Friday, October 12, 2007

Faux Car-Jackings & Emotional Breakdowns

The following is a TRUE STORY.

I got off the Metro at 8:00 p.m., on the dot, & proceeded to realize that my car was absolutely absent from the parking deck. I wandered the oddly constructed maze of a structure for 20 minutes before retreating nervously to the station manager's office to report, "I can't find my car." He called the cops, & I retreated up the escalator to wait... where I promptly burst into uncontrollable tears.

A good Samaritan who witnessed my tearful outburst stopped to console me, asking for details & helping me deduce what could possibly have happened. Because I'm moving into my new apartment tomorrow, my car was packed with a ton of my stuff. As I was quite sure I hadn't parked illegally, warranting a tow, I assumed the worst - someone had spotted the new Target trash can & the Black & Decker toaster over in my back seat & made off with them in my beloved Sylvia the Civic. "That's it," I conceded. "Stolen."

I made a few more laps to look for the car, hyperventilating as I tried to tell The Samaritan what was happening - no luck.
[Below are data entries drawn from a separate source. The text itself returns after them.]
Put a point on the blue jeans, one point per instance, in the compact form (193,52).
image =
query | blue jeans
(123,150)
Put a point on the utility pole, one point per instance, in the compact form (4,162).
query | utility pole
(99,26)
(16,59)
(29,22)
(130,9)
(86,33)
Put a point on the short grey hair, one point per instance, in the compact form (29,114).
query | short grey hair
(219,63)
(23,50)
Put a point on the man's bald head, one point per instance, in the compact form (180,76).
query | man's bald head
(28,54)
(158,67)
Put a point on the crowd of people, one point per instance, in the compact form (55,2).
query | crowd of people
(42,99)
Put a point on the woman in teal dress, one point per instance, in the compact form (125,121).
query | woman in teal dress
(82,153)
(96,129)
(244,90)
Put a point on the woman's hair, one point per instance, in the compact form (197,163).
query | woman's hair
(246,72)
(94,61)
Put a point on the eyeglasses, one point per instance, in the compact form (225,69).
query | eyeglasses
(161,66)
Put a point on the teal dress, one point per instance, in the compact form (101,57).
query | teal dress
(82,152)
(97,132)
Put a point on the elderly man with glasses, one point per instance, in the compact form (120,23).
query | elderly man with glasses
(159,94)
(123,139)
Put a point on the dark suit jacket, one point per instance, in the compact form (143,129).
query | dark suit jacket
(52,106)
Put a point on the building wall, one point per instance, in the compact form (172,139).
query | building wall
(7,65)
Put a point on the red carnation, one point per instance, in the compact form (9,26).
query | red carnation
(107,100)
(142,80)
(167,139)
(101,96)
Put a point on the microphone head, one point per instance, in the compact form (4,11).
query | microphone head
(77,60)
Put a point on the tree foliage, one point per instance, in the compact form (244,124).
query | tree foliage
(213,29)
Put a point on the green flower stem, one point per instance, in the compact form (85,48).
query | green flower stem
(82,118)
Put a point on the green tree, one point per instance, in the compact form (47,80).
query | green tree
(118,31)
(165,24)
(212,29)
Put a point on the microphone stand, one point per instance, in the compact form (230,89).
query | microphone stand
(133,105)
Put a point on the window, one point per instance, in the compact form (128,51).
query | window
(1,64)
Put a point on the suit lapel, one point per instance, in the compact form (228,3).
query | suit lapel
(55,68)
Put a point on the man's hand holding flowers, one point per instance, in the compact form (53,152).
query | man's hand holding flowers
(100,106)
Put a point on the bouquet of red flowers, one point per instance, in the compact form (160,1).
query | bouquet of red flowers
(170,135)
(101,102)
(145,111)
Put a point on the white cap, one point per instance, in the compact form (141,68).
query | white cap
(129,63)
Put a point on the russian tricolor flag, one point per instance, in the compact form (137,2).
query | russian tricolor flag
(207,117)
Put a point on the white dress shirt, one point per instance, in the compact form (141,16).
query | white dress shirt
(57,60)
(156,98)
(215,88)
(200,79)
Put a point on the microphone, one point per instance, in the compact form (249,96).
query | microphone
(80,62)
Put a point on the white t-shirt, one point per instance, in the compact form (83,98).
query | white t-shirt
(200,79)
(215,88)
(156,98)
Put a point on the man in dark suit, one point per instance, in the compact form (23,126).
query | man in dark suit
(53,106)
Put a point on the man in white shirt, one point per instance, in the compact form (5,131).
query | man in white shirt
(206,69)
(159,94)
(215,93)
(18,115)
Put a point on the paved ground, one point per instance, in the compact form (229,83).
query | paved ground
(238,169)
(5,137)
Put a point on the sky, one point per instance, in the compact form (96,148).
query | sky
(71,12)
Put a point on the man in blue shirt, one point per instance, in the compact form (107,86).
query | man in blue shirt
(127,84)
When I returned to the station area to wait for the police, the good Samaritan returned, this time with her husband & children. Her husband helped me locate an address for the towing company, which reported that they had not, in fact, taken my vehicle today. While I kept waiting for the 5-0, the Samaritan Fam took off in their own vehicle to circle the lot and make sure I hadn't missed mine.

The Attractive Cops showed up, where I burst back into tears & explained my situation. They assigned me to sitting & waiting for the Samaritans to return while they, too, walked the lot in search of dear old Sylvia --- just in case. As I sobbed to my mother on my cell & caused quite the ruckus within the station area (people were staring, I was ignoring), Mr. Samaritan gave me a little ring & said, "Your car is in 2D. We're here with the police."

Attractive Cop Numero Uno retrieved me from my waiting post & we trekked to 2D, where Attractive Cop Numero Dos was standing next to Sylvia, who was still packed with my toaster oven & my various other belongings, thank heavens. Mr. Samaritan called one more time to be sure everything worked out all right - I thanked him & the Metro PD profusely, & called my mother to reassure her that no, my car had not been jacked in the 'burbs of Maryland.

Moral of this story??? I'm a tool, yes, but you already knew that. The real moral is this: I AM MOVING TOMORROW, & I COULD NOT BE ANY HAPPIER THAT I NEVER HAVE TO DRIVE MY CAR TO THE GLENMONT METRO STATION EVER AGAIN.